La madre uccisa e murata, l'odissea del figlio per trovare un lavoro
di Vincenzo Caramadre
Sabato 14 Dicembre 2019, 15:45
2 Minuti di Lettura
Oltre al dolore, mai sopito, per la perdita violenta della madre, ora deve subire anche le lungaggini burocratiche legate al riconoscimento del diritto a essere inserito nelle categorie protette per avere un posto di lavoro. Accade al figlio diciottenne di Samanta Fava, la donna di 38 anni uccisa nel 2012 e murata in una cantina di Fontechiari. La vicenda che vede protagonista, sua malgrado, il ragazzo si sta consumando in queste settimane dopo che il suo avvocato Marco Bartolomucci (già difensore nel processo penale contro l'omicida, Tonino Cianfarani) lo ha indirizzato a recarsi presso il centro per l'impiego per esercitare quello che la legge riconoscerebbe quale diritto al ragazzo, vale a dire vedersi inserito nelle liste dei soggetti agevolati per l'inserimento nel mondo del lavoro. Ma a quanto pare la pratica è ferma già da qualche tempo e ora il caso potrebbe approdare in Regione, competente in materia.
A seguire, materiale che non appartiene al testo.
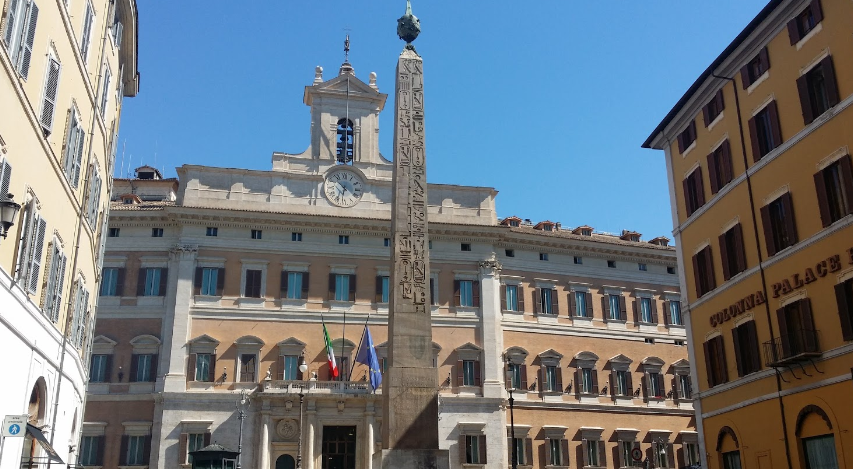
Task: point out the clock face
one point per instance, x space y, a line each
343 188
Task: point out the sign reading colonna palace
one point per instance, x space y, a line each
217 282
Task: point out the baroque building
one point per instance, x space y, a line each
65 68
759 170
218 282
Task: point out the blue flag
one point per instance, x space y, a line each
367 356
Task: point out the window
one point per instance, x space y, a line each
51 86
805 22
818 90
105 90
294 285
86 37
703 271
687 137
73 155
112 281
136 454
732 252
715 361
673 313
20 33
209 281
99 371
152 282
834 186
204 366
342 287
90 451
466 293
344 145
253 283
248 367
713 108
755 68
844 298
694 191
780 230
142 368
580 304
546 301
819 452
764 131
475 449
720 170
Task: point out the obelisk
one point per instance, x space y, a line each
410 389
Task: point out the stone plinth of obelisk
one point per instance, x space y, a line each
410 387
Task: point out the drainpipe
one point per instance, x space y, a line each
760 264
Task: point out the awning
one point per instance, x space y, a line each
39 436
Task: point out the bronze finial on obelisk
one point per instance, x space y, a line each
410 389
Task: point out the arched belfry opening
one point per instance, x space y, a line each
345 141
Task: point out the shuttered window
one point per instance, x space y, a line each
694 191
780 230
834 187
51 87
73 155
818 90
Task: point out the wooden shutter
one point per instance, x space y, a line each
183 454
768 230
845 309
29 30
49 100
305 282
475 292
790 222
457 296
805 101
199 278
191 367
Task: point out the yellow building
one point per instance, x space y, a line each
64 68
759 170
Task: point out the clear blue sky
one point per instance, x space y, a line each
548 102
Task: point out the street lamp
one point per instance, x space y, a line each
8 212
242 406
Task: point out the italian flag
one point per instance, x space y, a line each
333 367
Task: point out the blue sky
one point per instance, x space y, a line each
548 102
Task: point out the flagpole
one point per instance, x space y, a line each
359 345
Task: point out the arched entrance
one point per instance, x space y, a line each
285 461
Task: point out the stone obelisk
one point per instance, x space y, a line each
410 389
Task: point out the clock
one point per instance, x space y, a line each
343 187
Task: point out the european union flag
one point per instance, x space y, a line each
367 355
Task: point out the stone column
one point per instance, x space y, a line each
176 322
491 333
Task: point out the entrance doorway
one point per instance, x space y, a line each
285 461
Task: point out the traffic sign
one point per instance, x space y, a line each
15 426
636 454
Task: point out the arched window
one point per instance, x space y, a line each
345 141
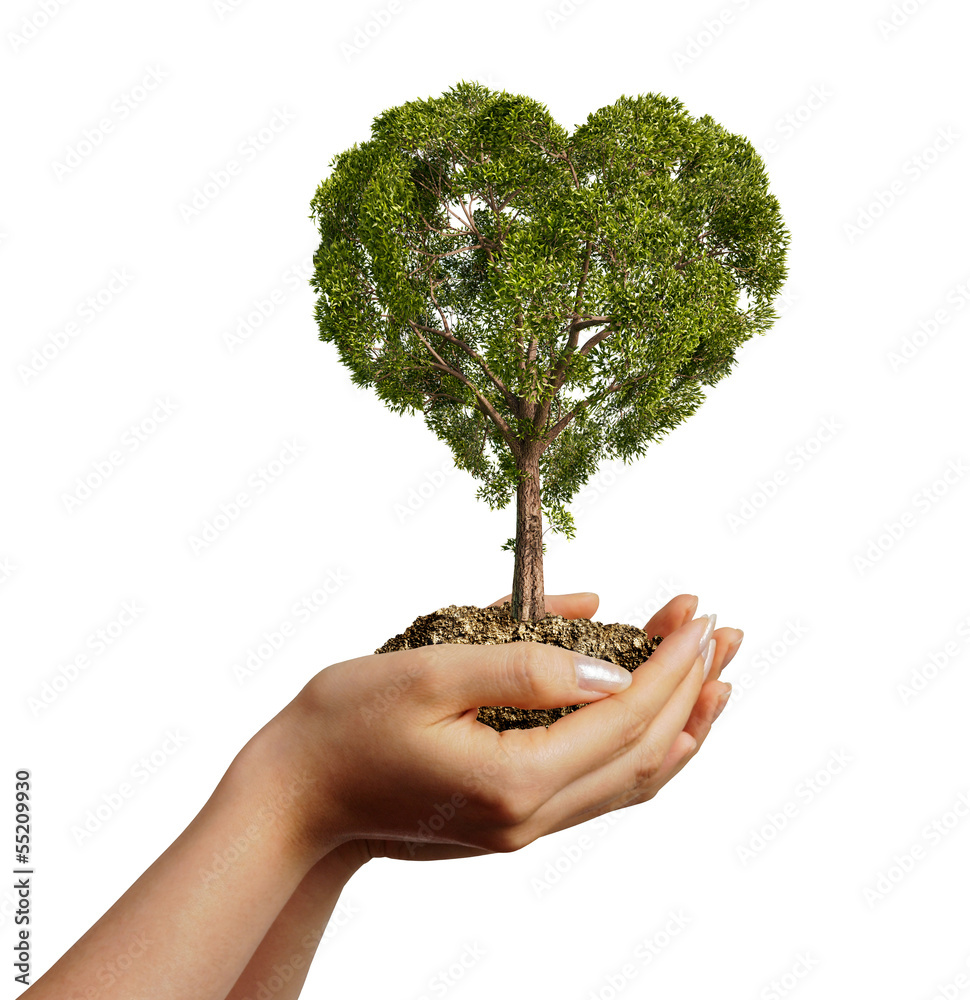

Uccisa e murata in cantina, confermata pena a 25 anni di carcere

Frosinone: il ritrovamento del cadavere di Samanta Fava, murato in casa di un conoscente

«La legge - ha spiegato l'avvocato Bartolomucci - sin 2017 prevede maggiori tutele per quanto riguarda i figli delle vittime di femminicidio e di reati domestici in genere. Nico, il figlio di Samanta Fava, ha chiesto al centro per l'impiego di Sora di essere inserito nelle categorie protette. In un primo momento gli è stato risposto di portare la sentenza per la valutazione, ma poi la pratica non è stata definita ed è stata indirizzata alla sede centrale di Frosinone per la risposta definitiva. Risposta che ancora purtroppo non arriva. Auspichiamo una celere definizione», ha concluso il legale. Tanta l'amarezza per il ragazzo che, dopo tanto dolore, vuole una vita normale, serena.

L'omicidio Fava risale all'aprile 2012 quando la donna fu massacrata di botte da Tonino Cianfarani all'interno di un'abitazione di Fontechiari e poi, il suo corpo, murato in cantina. L'arresto dell'uomo, 45enne, muratore, risale al giugno 2013 quando la polizia, con l'utilizzo di un georadar e di un cane molecolare, fece irruzione nella cantina e trovò il corpo. Il 24 novembre 2014 la Corte d'assise del Tribunale di Cassino pronunciò la sentenza a 25 anni di carcere per omicidio volontario e occultamento di cadavere. I giudici della prima sezione della Corte d'assise d'appello di Roma, il 21 gennaio 2016, confermarono in pieno la sentenza a 25 anni. La parola fine è stata scritta a maggio 2017, quando la Corte di cassazione rigettò il ricorso di Cianfarani. L'uomo, assistito dall'avvocato Ezio Tatangelo, è in regime di detenzione domiciliare per motivi di salute.